Well, that didn’t take long.
Two weeks ago, the U.S. Supreme Court held in Hollingsworth v. Perry that an advocacy group opposing same-sex marriage could not stand in the shoes of California officials to appeal a trial court ruling that the state’s ban was unconstitutional. Yesterday, the firm that argued in the Supreme Court for same-sex couples, Gibson, Dunn & Crutcher, filed a letter brief at the 4th Circuit, arguing that under Perry, three public interest groups do not have standing to appeal a trial court ruling against the Consumer Products Safety Commission.
The issue of the consumer groups’ standing is just the latest development in this precedent-setting litigation over the Consumer Product Safety Improvement Act of 2008. Among other things, the 2008 law required the CPSC to establish a publicly accessible database for reports of unsafe products. In 2011, an unidentified local government agency submitted an incident report to the commission, which alerted the company that makes the purportedly problematic product. The company responded that the incident report was materially inaccurate and should not be published. There was considerable back-and-forth between the company and the commission, in which the commission suggested revisions to the incident report that the company rejected as materially inaccurate.
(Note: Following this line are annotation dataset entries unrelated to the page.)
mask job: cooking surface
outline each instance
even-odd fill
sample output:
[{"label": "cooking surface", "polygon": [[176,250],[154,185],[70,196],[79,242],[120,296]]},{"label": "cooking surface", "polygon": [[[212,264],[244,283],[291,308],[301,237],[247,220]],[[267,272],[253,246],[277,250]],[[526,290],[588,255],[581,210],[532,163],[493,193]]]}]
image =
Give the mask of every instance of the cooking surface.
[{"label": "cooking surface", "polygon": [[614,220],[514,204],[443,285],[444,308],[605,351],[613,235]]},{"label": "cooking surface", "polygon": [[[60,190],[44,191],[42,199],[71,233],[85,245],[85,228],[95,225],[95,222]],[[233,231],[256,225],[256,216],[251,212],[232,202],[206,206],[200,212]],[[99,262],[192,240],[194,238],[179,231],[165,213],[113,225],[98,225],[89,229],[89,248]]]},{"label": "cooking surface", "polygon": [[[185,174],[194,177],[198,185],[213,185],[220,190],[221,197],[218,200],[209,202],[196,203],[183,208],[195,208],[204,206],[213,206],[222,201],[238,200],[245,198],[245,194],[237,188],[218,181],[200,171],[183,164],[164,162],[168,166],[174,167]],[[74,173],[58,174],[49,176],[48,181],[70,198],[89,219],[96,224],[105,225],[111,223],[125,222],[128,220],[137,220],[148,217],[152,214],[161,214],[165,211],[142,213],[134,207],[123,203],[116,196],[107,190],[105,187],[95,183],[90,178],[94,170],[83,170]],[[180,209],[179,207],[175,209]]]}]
In October 2011, the company sued to enjoin the commission from publishing its third version of the incident report, arguing that it would suffer irreparable harm from a baseless and inflammatory accusation.
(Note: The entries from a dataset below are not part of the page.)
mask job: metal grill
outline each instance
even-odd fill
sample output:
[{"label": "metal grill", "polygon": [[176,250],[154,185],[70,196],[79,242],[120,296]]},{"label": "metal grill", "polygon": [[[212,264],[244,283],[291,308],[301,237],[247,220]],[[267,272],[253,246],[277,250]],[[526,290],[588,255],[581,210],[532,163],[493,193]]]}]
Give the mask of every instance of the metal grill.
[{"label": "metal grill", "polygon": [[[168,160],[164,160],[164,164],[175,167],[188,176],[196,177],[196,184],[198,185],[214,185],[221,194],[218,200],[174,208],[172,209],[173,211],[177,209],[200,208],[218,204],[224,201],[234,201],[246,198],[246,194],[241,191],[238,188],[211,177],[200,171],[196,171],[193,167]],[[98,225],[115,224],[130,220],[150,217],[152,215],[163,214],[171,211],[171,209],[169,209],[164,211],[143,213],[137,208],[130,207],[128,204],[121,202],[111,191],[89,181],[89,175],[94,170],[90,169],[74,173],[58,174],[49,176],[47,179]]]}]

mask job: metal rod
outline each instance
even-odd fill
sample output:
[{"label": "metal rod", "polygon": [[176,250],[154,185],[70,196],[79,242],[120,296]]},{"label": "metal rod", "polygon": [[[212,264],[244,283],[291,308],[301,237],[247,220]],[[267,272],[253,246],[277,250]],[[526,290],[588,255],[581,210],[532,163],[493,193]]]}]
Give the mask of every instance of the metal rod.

You’ve probably noted my repeated references to “the company” and wondered what company I’m talking about. You’ve also probably wondered what the allegedly unsafe product is, and what’s in the inflammatory local government report on it. Keep on wondering. Gibson Dunn filed the injunction suit in federal court in Greenbelt, Maryland, on behalf of “Company Doe.” Through two years of subsequent litigation, the identity of the company and the nature of its product have remained a secret. U.S. District Judge Alexander Williams permitted Company Doe to try its case anonymously, with all factually-specific filings under seal.
That didn’t sit with Public Citizen, the Consumer Federation of America and the Consumers Union, which intervened in Doe’s case to move that the records be unsealed. Company Doe and its lawyers argued that unsealing the court record would have exactly the same undesirable effect as publishing the supposedly misleading incident report. “Any organization must have the right to go to court to prevent erroneous entries on government databases without suffering the damage that would be caused by publication of the litigation,” Doe counsel Baruch Fellner of Gibson Dunn told me.
In a 73-page merits opinion last October, Judge Williams agreed. He ruled that the commission may not publish the incident report and also granted Company Doe’s motion to keep the record of the case sealed.